The current sparse compiler also failed to compile the newly added case.

Diff Detail

Event Timeline

Peiming created this revision.Sep 12 2022, 5:00 PM
Herald added a project: Restricted Project. · View Herald Transcript
Peiming requested review of this revision.Sep 12 2022, 5:00 PM
Peiming edited the summary of this revision. (Show Details)
Peiming edited the summary of this revision. (Show Details)Sep 12 2022, 5:07 PM
Peiming updated this revision to Diff 459597.Sep 12 2022, 5:14 PM

fix comments

Peiming added inline comments.Sep 12 2022, 5:26 PM
mlir/lib/Dialect/SparseTensor/Transforms/Sparsification.cpp
350

An optimal solution could be computing all possible topo result and pick the best one, but I am afraid it would be very inefficient. Is there any other known algorithm that I am not aware of can be applied here?

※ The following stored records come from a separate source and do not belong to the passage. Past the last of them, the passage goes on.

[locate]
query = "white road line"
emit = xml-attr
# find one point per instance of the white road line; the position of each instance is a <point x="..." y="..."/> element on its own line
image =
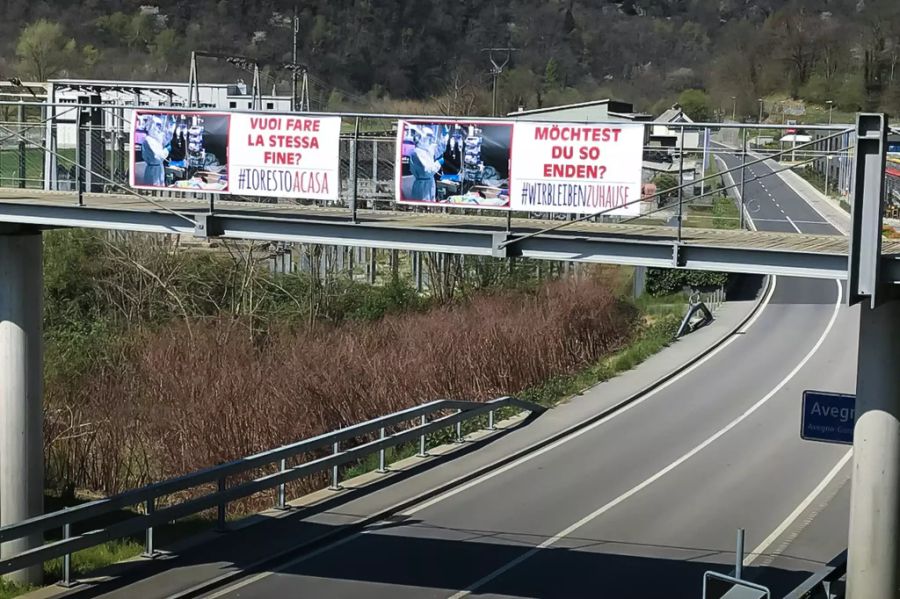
<point x="792" y="517"/>
<point x="634" y="490"/>
<point x="257" y="577"/>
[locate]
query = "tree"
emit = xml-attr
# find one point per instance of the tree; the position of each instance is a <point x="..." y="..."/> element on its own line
<point x="696" y="104"/>
<point x="44" y="51"/>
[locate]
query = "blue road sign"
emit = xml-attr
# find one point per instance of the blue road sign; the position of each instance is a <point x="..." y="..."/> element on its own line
<point x="828" y="417"/>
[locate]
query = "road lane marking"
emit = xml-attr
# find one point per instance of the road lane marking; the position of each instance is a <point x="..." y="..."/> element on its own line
<point x="792" y="517"/>
<point x="646" y="483"/>
<point x="451" y="493"/>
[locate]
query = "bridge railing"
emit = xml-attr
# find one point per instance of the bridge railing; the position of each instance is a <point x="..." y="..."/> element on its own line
<point x="210" y="489"/>
<point x="819" y="585"/>
<point x="42" y="146"/>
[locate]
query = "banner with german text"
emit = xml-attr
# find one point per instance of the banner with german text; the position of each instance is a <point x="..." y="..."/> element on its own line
<point x="577" y="168"/>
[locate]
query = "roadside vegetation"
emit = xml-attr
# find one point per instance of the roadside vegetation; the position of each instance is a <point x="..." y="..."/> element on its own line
<point x="163" y="360"/>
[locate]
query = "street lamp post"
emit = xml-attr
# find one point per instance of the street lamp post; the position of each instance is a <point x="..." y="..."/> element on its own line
<point x="496" y="71"/>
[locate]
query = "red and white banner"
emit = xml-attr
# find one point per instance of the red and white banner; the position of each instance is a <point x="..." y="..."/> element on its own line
<point x="285" y="156"/>
<point x="575" y="168"/>
<point x="267" y="155"/>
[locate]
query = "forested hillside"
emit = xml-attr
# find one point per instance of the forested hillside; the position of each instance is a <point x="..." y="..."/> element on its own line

Peiming updated this revision to Diff 459604.Sep 12 2022, 5:42 PM

update comments

Peiming added inline comments.Sep 12 2022, 5:46 PM
mlir/lib/Dialect/SparseTensor/Transforms/Sparsification.cpp
350

An optimal solution could be computing all possible topo result and pick the best one, but I am afraid it would be very inefficient. Is there any other known algorithm that I am not aware of can be applied here?

Probably a priority queue can helps to get an O(NlogN) solution, is that more desirable?

aartbik added inline comments.Sep 12 2022, 6:19 PM
mlir/lib/Dialect/SparseTensor/Transforms/Sparsification.cpp
350

I actually have a allTopSorts() implementation in my local workspace that I used in the past to see what version to pick if there are several. I think the n is usually small enough not too worry too much, but also note that we actually are still in the phase where we separate *policy* from *mechanism*, i.e. we make sure we can generate code but assume something else will tell us what choices to make rather than introducing very advanced heuristics.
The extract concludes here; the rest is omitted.